Voilà pourquoi nos bobos ont massivement voté pour François Bayrou aux dernières présidentielles, quand ils n’ont pas choisi Besancenot parce qu’il était le seul à se prononcer pour la légalisation du cannabis ou pour défendre les droits fondamentaux des sans-papiers ou des prisonniers.

Aujourd’hui je m’oppose à ceux qui veulent lisser le discours d’Alternative Libérale et mettre de côté tout ce qui a fait notre originalité, donc notre force, de la défense des droits civiques au revenu de liberté, en passant par le fédéralisme européen.
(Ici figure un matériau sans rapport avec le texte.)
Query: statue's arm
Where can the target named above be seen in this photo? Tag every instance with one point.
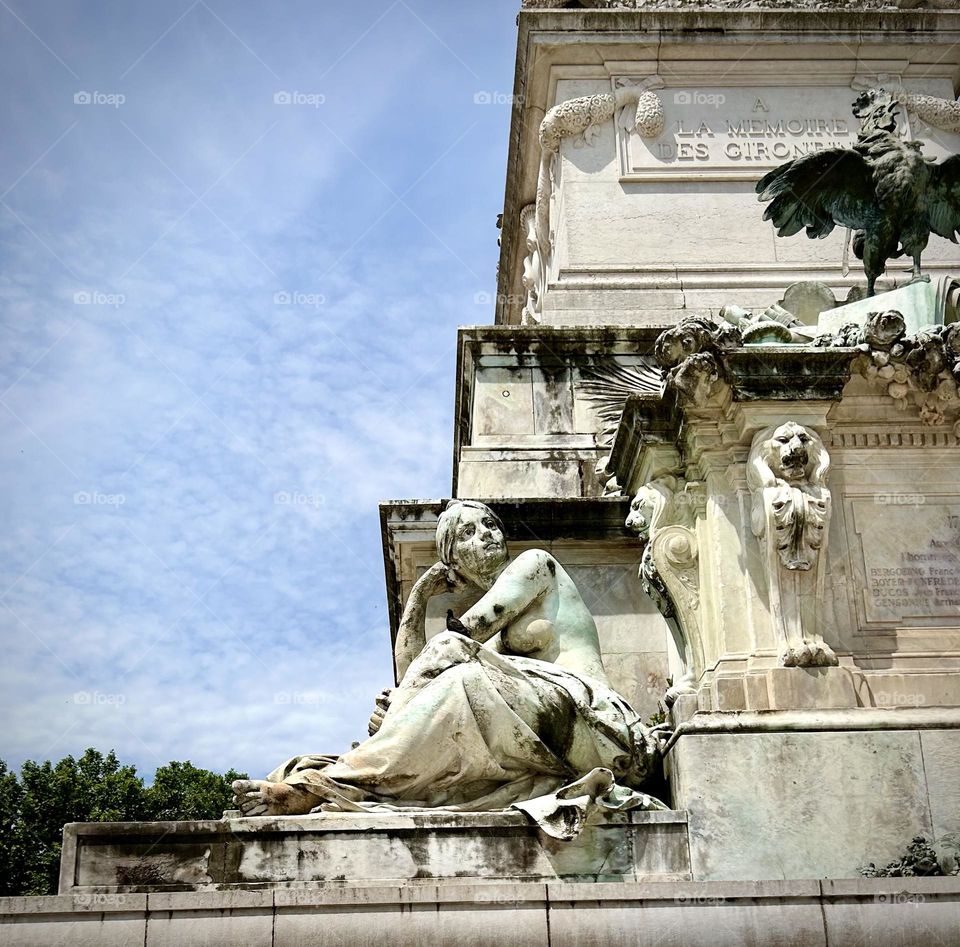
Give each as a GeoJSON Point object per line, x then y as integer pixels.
{"type": "Point", "coordinates": [412, 634]}
{"type": "Point", "coordinates": [525, 581]}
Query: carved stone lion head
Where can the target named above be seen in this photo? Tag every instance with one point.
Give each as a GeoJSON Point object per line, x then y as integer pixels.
{"type": "Point", "coordinates": [790, 453]}
{"type": "Point", "coordinates": [642, 508]}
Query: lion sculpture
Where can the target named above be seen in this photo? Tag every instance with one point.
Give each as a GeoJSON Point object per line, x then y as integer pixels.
{"type": "Point", "coordinates": [787, 472]}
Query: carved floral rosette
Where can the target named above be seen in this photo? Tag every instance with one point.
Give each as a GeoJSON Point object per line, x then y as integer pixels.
{"type": "Point", "coordinates": [921, 370]}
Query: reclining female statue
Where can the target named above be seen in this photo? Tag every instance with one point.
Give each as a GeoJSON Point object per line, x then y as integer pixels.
{"type": "Point", "coordinates": [511, 707]}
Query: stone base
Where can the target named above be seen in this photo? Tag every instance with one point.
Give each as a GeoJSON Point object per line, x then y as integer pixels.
{"type": "Point", "coordinates": [371, 848]}
{"type": "Point", "coordinates": [779, 688]}
{"type": "Point", "coordinates": [814, 794]}
{"type": "Point", "coordinates": [909, 912]}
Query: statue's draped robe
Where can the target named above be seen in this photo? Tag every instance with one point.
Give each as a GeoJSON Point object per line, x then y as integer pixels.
{"type": "Point", "coordinates": [469, 729]}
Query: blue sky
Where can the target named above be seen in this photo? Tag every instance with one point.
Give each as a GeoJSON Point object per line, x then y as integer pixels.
{"type": "Point", "coordinates": [236, 240]}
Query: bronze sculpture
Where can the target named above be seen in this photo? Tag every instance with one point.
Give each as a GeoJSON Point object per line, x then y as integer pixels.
{"type": "Point", "coordinates": [884, 188]}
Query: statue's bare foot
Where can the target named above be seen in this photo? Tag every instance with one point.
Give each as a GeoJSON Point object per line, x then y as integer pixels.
{"type": "Point", "coordinates": [821, 655]}
{"type": "Point", "coordinates": [686, 685]}
{"type": "Point", "coordinates": [790, 656]}
{"type": "Point", "coordinates": [258, 797]}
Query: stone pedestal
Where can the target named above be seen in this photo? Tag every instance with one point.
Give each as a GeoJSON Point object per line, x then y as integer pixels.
{"type": "Point", "coordinates": [908, 912]}
{"type": "Point", "coordinates": [366, 848]}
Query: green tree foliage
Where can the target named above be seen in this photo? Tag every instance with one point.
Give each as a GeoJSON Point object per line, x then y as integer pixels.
{"type": "Point", "coordinates": [95, 788]}
{"type": "Point", "coordinates": [181, 791]}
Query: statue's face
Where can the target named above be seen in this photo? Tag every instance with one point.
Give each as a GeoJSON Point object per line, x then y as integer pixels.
{"type": "Point", "coordinates": [790, 452]}
{"type": "Point", "coordinates": [479, 548]}
{"type": "Point", "coordinates": [641, 514]}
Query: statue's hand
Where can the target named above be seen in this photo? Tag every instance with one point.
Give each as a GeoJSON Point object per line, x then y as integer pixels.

Quelques-uns, qui trouvent de Villiers parfaitement fréquentable, voudraient même revenir sur le droit des femmes à disposer de leurs ventres.

La liste « Gauche Libérale » ne remet pas en cause le programme et le positionnement d’Alternative Libérale. Au contraire, je pense qu’elle est le garant de sa continuité et la meilleure façon d’endiguer toute dérive droitière ou passéiste dans les prochains mois.

Au modèle DL, elle oppose celui du FDP allemand ou du D66 hollandais, qui ont su faire des libertés individuelles et de la défense des principes démocratiques le socle d’un mouvement pérenne. A la référence madeliniste, elle oppose l’héritage de Bastiat, de Montesquieu et même de Hayek qui s’étonnait en son temps de voir le camp progressiste rejoindre les conservateurs, dont il n’attendait rien, dans l’antilibéralisme.

Sachant que la liste ne compte que huit candidats, voter pour la Gauche Libérale au Conseil National, c’est tout simplement garantir l’équilibre des sensibilités dans le parti et le maintien d’une ligne authentique, défiant autant la droite conservatrice et pseudo-réformatrice que la gauche socialiste.

Je ne souhaite pas qu’Alternative Libérale s’appelle demain Gauche Libérale, et je ne défendrai pas plus un accord avec le Parti Socialiste qu’avec l’UMP. Je souhaite seulement que notre mouvement ne perde pas son âme et que nous arrivions à poser les bases dans notre pays d’un renouveau libéral, libertaire et démocratique, que redoute plus que tout la droite au pouvoir.

Si je suis élu au Bureau sur la liste d’unité des Libéraux Authentiques, je plaiderai inlassablement dans ce sens, aux côtés d’Edouard, comme je l’ai fait depuis le premier jour de mon engagement.

Et si d’aventure la liste menée par Saïd créait la surprise en remportant l’élection au Bureau, je ne doute pas qu’elle saura rassembler largement autour d’elle toutes les sensibilités au sein d’AL qui se réclament d’un libéralisme authentique et indépendant, ni socialiste, ni conservateur.

Ne jetons pas le bébé avec l’eau du bain.